特にSNSは、その特性によって利用者の心理や感情に直接影響を与えるプラットフォームとして注目されています。
例えば、X(旧ツイッター)では、フォローしたユーザーのポストが自動的にフィードに流れてきます。
このシステムの背後にあるアルゴリズムは、利用者の選好に基づき、特に「攻撃的な内容」を含むポストを優先的に表示しがちです。
これは何を意味するのでしょうか。
SNSは「怒り」が商業利用できることを発見しました。
人々が共感を得られる内容に反応するのは自然ですが、それが怒りや争いを助長するような情報であると、その影響は計り知れません。
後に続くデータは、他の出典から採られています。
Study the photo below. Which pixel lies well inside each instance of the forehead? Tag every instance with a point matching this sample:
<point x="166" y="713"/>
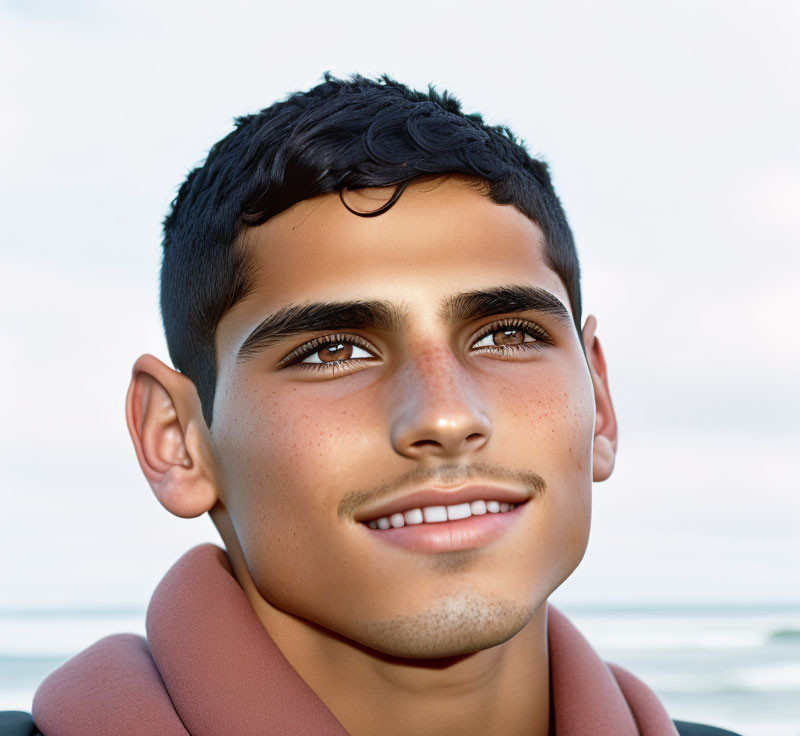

行動が倍々になるのです。
私たちは、自分の意見を主張するだけでなく、他者を攻撃することにも楽しみを見出しやすくなります。
その結果、SNSでは広告のユーザーエンゲージメント率が上がり、社会が分断されてしまうのです。
このような現象は、日常生活の些細な瞬間にも表れます。
例えば、電車の中で他人の反論するポストを目にすることが多いでしょう。
その反応がまた新たなポストを生み出し、論争がついに蓄積(フィードバックループ)されてしまうのです。
私たちが画面の向こう側でやり取りをしている時、その背後には実際の人間同士の対立が存在しています。
特に、見解の対立が大きくなる場合、双方が被害者意識を持ち、相手を加害者として位置づけてしまいます。
実際にはどっちもどっちで双方に正義がありシロクロ付け難い問題です。
そういったどっちもどっちのトピックをアルゴリズムは素早く見つけてユーザー(野次馬)に届けます。
アルゴリズムによって問題を解決するための努力が、ますます難しくなっています。
一方で、こうした現象をプログラミングの視点から考えると、アルゴリズムがどのように設計され、利用者の行動にどのように影響を与えているかを深く理解できます。
開発者が意図的に注目を集めるための仕組みを構築することができる一方で、その結果が引き起こす社会的影響を無視することはできません。
だからこそ、倫理的な観点も含めて思慮深い設計が求められます。